Barrick Gold (NYSE: GOLD) (TSX: ABX) said on Friday it would spend $6 for every ounce of gold sold by its two mines in Tanzania on improving healthcare, education, infrastructure and access to potable water in the surrounding communities.
The Canadian gold miner, which inherited the North Mara and Bulyanhulu gold mines in the country with the re-acquisition of Acacia Mining in September 2019, also said it had committed up to $70 million for value-adding national projects.
These include mining-related training, skills development and scientific facilities at Tanzanian universities, as well as road infrastructure.
Chief executive Mark Bristow said that since resuming operations in Tanzania, Barrick has worked on rebuilding relations with the State and renewing its social licence to operate there.

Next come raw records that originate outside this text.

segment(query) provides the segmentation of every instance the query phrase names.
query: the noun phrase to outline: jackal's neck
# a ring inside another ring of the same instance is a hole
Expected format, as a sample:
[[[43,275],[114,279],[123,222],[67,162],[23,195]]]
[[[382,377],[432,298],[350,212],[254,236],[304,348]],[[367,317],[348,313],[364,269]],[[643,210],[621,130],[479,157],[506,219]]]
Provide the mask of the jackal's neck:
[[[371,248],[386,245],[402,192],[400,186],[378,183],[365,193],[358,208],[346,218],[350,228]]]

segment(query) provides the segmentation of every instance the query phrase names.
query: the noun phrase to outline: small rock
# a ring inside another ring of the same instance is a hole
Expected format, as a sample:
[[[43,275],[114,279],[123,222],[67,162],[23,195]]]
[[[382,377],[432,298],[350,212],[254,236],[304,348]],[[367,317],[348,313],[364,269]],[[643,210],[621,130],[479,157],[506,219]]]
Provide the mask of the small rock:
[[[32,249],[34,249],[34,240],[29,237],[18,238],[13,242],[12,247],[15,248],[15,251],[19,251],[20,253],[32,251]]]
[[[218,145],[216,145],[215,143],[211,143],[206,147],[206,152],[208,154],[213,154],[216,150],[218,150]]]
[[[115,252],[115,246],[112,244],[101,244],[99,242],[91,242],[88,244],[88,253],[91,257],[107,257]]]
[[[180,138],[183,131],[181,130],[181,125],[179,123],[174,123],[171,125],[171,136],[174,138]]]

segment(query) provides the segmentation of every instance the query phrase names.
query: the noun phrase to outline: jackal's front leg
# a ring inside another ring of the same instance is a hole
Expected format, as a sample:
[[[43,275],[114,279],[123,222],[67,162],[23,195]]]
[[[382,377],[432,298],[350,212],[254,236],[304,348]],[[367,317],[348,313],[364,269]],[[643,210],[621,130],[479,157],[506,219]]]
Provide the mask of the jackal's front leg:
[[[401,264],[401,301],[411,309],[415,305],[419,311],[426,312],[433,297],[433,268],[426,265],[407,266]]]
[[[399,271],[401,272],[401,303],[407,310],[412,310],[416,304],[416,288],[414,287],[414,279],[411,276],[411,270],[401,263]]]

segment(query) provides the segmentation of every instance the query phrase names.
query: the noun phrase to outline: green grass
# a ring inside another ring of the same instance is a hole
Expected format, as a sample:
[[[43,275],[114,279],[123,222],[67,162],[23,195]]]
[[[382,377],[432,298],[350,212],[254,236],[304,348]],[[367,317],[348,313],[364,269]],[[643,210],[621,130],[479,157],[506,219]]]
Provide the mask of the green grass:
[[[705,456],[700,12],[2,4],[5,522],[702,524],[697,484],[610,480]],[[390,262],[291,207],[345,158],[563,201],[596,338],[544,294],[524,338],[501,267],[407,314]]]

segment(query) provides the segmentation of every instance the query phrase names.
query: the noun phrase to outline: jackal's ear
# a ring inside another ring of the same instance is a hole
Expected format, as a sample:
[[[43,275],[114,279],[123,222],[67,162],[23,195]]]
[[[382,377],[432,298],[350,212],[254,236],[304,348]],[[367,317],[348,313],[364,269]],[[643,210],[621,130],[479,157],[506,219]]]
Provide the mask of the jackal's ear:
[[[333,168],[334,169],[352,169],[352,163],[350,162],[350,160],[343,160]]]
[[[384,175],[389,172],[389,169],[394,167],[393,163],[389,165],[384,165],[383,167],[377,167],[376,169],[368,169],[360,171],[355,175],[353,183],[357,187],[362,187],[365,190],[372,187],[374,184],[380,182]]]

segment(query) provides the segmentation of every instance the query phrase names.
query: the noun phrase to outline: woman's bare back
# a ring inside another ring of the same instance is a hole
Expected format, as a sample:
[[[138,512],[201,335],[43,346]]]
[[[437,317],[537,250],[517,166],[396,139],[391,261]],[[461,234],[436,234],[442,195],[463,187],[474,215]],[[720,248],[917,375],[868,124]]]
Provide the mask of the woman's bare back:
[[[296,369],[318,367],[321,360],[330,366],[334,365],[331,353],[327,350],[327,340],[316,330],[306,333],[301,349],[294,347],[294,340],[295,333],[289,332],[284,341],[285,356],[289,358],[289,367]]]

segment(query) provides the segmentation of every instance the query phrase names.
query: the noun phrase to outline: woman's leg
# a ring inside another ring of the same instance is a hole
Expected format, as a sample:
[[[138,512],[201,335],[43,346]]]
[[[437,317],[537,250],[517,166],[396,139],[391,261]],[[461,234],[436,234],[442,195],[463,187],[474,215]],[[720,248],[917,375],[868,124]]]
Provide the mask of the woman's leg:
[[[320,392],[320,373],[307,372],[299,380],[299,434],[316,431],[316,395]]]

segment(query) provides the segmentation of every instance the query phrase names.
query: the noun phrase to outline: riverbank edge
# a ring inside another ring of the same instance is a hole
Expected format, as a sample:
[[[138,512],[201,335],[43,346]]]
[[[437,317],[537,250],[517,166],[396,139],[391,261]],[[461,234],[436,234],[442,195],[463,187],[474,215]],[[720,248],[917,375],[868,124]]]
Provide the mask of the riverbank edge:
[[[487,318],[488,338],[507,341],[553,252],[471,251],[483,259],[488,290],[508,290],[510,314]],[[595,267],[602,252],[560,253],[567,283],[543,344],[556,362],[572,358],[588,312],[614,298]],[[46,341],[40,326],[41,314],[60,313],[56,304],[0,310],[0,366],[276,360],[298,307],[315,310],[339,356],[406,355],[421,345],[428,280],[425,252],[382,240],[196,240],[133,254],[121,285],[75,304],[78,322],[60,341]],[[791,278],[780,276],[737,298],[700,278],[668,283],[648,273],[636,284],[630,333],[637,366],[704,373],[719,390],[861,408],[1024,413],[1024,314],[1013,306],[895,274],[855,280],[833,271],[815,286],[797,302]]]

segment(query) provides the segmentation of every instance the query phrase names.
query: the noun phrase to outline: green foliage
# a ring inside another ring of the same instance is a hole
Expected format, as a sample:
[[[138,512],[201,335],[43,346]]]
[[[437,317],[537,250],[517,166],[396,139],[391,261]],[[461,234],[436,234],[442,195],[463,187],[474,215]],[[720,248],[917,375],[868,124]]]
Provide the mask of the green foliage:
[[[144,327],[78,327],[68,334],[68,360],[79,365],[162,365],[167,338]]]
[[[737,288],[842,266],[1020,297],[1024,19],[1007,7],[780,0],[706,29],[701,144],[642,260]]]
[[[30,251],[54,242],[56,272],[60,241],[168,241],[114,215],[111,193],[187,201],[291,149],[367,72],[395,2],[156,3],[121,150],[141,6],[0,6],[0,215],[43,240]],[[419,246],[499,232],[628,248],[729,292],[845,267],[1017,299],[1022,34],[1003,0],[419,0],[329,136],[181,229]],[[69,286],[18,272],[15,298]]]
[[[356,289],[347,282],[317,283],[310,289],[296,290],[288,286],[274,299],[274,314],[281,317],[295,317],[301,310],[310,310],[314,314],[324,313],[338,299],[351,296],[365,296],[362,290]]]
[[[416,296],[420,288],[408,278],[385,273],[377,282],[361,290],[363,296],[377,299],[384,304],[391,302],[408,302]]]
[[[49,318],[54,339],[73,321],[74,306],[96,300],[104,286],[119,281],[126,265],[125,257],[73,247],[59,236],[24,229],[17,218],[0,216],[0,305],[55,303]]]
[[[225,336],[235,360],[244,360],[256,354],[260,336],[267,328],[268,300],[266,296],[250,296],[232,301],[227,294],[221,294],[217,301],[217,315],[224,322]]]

The world’s second-largest gold producer was embroiled in a battle with the Tanzanian government that began in March 2017, when the country banned the export of gold and copper concentrates. The move aimed to pressure mining companies into doing more smelting and refining locally.
The export ban was soon followed by a series of allegations against Barrick’s defunct African subsidiary, Acacia Mining, including accusations from the government that the company was avoiding taxes by underreporting the value of its mineral exports from the country.

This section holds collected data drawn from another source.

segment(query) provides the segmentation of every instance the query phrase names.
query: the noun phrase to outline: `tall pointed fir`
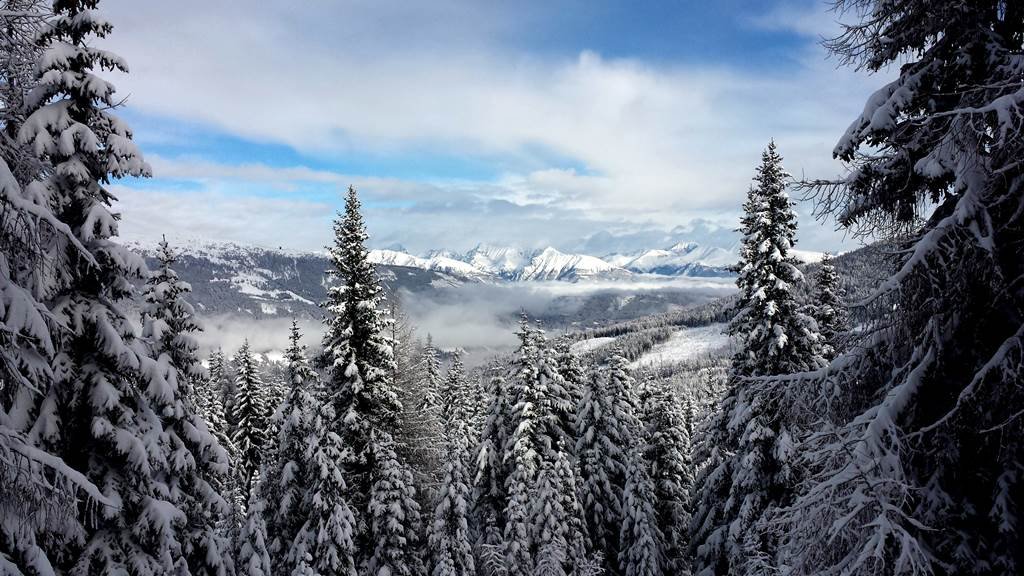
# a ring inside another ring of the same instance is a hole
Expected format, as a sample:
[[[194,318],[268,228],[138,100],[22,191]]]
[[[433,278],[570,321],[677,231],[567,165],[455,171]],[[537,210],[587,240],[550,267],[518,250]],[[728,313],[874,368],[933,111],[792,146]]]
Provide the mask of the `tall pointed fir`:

The Toronto-based miner ended the long-running row with a deal inked last year, which allowed the government to take stakes in three gold mines Acacia had in Tanzania.
Barrick now considers North Mara and Bulyanhulu gold mines as tier one assets. This means they have a reserve potential to deliver a minimum 10-year life, annual production of at least 500,000 ounces of gold and total cash costs per ounce over the mine life that are in the lower half of the industry cost curve.
The company, however, still faces allegations of being somehow tied to local police’s abuse of force around the mines it runs in the African nation.
A UK-based corporate watchdog said in a recent report that since Barrick took operational control of the North Mara mine, at least four people have been killed and seven others seriously injured by local police, sometimes after villagers enter the site in search of waste rock.
RAID’s fresh allegations, which follow the group’s interviews with more than 90 people over the past 28 months, highlight current challenges to miners’ attempt of overhauling their relations with local communities at a time of rising investor scrutiny on environmental and social issues.
Barrick has repeatedly said the allegations, particularly the RAID report, are misleading, as local police operate independently while hired security within the mine site is performed by unarmed employees of a local company.